On Jun 19, 2013, at 12:43 , Berend Hasselman wrote:

> 
> On 19-06-2013, at 10:24, peter dalgaard <pda...@gmail.com> wrote:
> 
>> 
>> On Jun 18, 2013, at 21:49 , peter dalgaard wrote:
>> 
>>> 
>>> On Jun 18, 2013, at 21:23 , Berend Hasselman wrote:
>>> 
>>>> 
>>>> So it seems that the blocked algorithm is the cause of the error and that 
>>>> using the (possibly slow) unblocked algorithm gives the correct result.
>>> 
>>> Thanks Berend,
>>> 
>>> The finger seems to be pointing to the internal libRlapack/libRblas. The 
>>> apparent pattern is that things work when R is linked against external 
>>> libraries and not when the internal ones are used. So it could be time to 
>>> start looking for differences between R's lapack module and the original 
>>> LAPACK code.
>> 
>> Now done and no (relevant) differences found. Hmmm....
>> 
>> There could be compiler issues. It could also be that the internal LAPACK 
>> uses a newer version than the external libs and a bug was introduced in 
>> between them.
>> 
>> One option could be to bypass R by coding Robin's example in pure Fortran 
>> and see whether issues persist when linked against libRlapack, vecLib, and 
>> the relevant subset of current LAPACK sources. (The bogus 1.0000 eigenvalue 
>> in the 33x33 variant of Robin's example should make it rather easy to spot 
>> whether things work or not.)
> 
> 
> I have made that pure Fortran program.
> I have run it on OS X 10.8.4 with
> 
> - libRblas libRlapack
> - my private refblas and Lapack
> - framework Accelerate
> - downloaded zheev.f + dependencies + libRblas
> - downloaded zheev.f + dependencies + my refblas
> 
> The Fortran program and the shell script to do the compiling and running and 
> the output file follow at the end of this mail.

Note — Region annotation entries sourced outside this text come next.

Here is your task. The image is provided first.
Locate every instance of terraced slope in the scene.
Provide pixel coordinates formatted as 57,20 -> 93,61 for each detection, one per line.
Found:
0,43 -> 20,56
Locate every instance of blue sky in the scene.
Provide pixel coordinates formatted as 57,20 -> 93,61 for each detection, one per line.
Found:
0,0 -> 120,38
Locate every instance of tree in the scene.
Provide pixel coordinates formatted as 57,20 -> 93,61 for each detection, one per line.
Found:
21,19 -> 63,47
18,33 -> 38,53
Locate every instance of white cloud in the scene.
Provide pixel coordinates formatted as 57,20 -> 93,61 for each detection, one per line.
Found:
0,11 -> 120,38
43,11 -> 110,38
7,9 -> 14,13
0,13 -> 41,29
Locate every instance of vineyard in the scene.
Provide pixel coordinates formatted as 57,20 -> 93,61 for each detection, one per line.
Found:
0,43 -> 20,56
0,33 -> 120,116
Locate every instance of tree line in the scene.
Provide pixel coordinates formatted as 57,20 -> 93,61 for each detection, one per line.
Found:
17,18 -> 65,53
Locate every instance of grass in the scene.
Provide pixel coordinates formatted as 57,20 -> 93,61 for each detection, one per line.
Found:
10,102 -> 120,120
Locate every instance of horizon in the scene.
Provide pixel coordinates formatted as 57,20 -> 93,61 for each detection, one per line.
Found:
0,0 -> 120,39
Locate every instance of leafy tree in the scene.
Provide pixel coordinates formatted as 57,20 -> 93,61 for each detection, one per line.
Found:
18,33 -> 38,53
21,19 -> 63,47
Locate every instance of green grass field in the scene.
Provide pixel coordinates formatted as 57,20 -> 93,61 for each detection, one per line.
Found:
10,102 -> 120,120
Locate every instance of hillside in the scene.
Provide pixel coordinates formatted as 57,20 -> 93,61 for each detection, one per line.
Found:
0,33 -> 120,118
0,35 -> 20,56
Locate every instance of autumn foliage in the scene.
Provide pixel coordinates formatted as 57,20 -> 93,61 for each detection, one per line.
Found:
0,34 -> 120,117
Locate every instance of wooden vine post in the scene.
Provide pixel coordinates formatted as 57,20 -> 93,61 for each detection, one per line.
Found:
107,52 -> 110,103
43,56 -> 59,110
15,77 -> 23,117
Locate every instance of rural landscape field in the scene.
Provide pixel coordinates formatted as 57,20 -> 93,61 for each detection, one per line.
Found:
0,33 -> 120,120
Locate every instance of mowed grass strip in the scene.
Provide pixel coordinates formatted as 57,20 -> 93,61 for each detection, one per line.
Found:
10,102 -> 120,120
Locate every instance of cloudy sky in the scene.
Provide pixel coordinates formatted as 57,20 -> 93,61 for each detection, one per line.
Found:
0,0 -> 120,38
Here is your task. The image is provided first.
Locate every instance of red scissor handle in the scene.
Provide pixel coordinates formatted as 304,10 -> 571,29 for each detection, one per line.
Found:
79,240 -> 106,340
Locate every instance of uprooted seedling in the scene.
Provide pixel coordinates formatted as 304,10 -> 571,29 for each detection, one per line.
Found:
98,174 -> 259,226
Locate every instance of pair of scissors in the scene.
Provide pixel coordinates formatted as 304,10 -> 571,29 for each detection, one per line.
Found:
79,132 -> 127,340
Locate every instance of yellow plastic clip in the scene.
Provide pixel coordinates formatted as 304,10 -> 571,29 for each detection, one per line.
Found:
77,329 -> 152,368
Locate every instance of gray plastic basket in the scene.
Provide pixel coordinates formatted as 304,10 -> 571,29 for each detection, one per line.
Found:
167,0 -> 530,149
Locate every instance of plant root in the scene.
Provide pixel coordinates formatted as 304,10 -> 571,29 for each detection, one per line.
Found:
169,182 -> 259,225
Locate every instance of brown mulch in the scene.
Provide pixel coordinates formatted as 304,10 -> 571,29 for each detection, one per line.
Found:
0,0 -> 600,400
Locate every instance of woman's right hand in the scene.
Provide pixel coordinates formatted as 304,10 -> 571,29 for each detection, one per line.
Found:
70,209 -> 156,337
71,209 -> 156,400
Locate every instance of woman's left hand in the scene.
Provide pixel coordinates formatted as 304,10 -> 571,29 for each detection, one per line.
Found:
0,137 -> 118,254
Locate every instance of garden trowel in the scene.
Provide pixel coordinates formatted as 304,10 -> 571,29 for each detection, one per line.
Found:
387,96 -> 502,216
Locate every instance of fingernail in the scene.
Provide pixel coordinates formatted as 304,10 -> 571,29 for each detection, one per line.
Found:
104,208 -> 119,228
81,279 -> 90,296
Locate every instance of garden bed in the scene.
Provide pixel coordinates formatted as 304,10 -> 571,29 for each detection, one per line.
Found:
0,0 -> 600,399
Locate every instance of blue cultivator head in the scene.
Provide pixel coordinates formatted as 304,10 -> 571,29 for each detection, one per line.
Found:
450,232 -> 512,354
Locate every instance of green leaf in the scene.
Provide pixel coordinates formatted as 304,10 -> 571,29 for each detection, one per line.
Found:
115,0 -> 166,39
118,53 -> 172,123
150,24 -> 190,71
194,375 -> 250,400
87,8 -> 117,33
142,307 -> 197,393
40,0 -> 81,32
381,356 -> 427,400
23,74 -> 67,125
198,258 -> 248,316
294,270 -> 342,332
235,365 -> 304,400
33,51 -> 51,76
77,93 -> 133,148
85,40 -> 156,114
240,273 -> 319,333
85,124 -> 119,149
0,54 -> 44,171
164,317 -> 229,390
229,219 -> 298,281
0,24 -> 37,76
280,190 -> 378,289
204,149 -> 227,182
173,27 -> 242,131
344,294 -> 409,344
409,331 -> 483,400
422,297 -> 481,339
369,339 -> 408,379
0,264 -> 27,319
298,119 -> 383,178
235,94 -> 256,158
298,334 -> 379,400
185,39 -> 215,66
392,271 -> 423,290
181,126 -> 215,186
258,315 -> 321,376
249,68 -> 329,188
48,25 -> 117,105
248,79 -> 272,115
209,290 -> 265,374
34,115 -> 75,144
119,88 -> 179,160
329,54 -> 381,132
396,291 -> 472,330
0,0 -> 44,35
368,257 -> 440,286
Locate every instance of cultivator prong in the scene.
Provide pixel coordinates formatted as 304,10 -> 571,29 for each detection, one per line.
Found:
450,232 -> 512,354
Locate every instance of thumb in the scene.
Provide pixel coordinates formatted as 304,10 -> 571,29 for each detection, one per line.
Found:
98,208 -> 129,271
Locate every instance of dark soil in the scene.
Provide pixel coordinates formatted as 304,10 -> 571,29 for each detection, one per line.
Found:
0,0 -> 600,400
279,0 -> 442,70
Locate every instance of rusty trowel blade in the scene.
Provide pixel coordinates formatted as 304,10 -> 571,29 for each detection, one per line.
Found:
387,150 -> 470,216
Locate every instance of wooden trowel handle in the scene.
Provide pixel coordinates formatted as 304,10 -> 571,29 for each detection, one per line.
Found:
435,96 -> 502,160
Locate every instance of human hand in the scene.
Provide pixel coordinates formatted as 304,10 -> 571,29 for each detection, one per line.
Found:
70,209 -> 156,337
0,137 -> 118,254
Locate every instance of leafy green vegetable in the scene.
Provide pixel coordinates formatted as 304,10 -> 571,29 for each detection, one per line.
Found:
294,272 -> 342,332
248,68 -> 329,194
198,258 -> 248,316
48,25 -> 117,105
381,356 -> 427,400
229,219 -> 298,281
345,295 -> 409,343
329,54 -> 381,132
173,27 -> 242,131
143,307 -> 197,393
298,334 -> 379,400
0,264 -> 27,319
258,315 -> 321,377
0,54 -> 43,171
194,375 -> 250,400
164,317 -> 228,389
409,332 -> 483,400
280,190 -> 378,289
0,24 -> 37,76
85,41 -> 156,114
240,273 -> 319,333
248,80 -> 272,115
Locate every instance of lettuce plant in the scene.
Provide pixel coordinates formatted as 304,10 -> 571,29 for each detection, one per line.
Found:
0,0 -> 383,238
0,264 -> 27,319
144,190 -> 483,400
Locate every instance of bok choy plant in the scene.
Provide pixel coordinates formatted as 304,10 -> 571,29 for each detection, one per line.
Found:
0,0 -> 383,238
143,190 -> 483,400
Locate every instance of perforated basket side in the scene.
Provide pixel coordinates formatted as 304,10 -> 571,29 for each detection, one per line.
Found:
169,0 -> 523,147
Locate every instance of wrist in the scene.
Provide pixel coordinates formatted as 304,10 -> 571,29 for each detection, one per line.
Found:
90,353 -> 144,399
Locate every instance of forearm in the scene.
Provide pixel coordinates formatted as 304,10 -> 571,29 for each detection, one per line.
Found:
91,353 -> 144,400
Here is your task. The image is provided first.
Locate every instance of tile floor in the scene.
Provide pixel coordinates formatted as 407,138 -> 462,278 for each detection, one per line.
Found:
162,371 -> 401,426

> The shell scripts runs otool -L on each executable to make sure it is linked 
> to the intended libraries.
> The fortran program runs zheev with the minimal lwork and the optimal lwork.
> 
> Summary of the output:
> 
> - libRblas libRlapack  ==> Bad
> - my private refblas and Lapack  ==> OK
> - framework Accelerate ==> OK
> - downloaded zheev.f + dependencies + libRblas ==> Bad
> - downloaded zheev.f + dependencies + my refblas ==> OK
> 
> It looks like libRblas is the cause of the problem.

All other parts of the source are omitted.